Since then, it has been reassuring to see the commitment of the Scottish Government through investment and policy to increase access to counselors in Scottish schools.
Writing in 2022, we again call on the Scottish Government to look to another of our home countries to find an answer to a challenge faced by some of our most vulnerable children and young people. We continue to see an increase in the number of children and young people identified as needing additional support. Despite this, alarmingly, we continue to see an incredibly low number of Coordinated Support Plans (CSPs).
This issue had caused such concern that it prompted the Scottish Government to establish a Short-Term Working Group (SLWG) focusing on CSPs, which published its report in November 2021.
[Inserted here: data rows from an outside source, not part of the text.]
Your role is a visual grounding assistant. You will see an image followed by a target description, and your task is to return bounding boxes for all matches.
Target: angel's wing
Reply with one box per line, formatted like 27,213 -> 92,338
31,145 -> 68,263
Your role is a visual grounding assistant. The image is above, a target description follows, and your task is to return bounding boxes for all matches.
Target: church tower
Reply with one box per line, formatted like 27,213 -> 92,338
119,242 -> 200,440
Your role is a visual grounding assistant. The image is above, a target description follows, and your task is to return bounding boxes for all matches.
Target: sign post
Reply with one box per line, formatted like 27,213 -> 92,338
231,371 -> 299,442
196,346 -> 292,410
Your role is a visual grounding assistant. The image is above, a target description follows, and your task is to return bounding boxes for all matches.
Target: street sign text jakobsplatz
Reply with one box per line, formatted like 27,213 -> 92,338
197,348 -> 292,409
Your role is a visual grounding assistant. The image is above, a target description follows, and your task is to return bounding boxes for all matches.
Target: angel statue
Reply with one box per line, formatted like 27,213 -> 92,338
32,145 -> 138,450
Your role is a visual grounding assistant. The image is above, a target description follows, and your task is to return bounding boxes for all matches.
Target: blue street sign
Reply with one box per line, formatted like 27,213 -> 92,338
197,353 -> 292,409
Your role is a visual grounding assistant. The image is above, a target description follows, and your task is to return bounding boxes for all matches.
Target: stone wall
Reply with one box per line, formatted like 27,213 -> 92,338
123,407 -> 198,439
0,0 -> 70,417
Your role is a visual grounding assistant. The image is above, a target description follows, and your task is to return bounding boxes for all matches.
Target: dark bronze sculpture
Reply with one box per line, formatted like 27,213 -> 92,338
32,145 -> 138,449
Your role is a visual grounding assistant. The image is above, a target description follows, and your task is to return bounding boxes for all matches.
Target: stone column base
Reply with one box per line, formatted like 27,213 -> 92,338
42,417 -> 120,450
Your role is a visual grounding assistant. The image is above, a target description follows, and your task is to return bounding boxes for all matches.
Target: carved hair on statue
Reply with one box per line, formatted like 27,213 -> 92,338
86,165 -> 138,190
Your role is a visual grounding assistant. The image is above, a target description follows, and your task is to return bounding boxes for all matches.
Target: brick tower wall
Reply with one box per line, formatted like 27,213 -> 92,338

One of the barriers identified in this regard was the sharing of CSPs with other education and multi-agency support groups, which led to the observation that we may be looking to the English system.
In England, the principle of graduated aid is applied. This is described as a four-part cycle that increases in detail and frequency, to identify the support needed to ensure the child is making adequate progress.
It starts with a needs assessment at school. Next, a plan is formulated to ensure the proper support is in place. This leads to the “do” phase of the cycle – implementing the plan. The fourth part of the cycle is the exam. There is, however, a fundamental difference in the approach taken by England and Scotland.
Where in-school approaches do not work in England, the school seeks support from outside professionals, which may lead to an education, health and care (EHC) needs assessment, which at in turn prompts the creation of an EHC plan. The involvement of professionals is a progressive step in the process leading to the development of the plan. In Scotland, the processes are subtly, but significantly different.
The creation of a CSP is governed by a number of very specific criteria – whether there are one or more complex needs, whether they are likely to last more than a year and whether the needs require the support of a or more organizations as well as the school authority. This is where children and families in Scotland can start having difficulty getting a plan. For the creation of a CSP in Scotland, there must already be at least one agency in addition to the school concerned.
Long waiting lists for specialized services such as occupational therapy, speech therapy, and child and adult mental health services create an immediate barrier to establishing a CSP. In England, the EHC needs assessment ‘invites’ the involvement of these services, while in Scotland the CSP ‘requires’ it.
It is the subtle but significant difference that we urge the Scottish Government to make as part of its continued commitment to delivering great outcomes for all children and young people.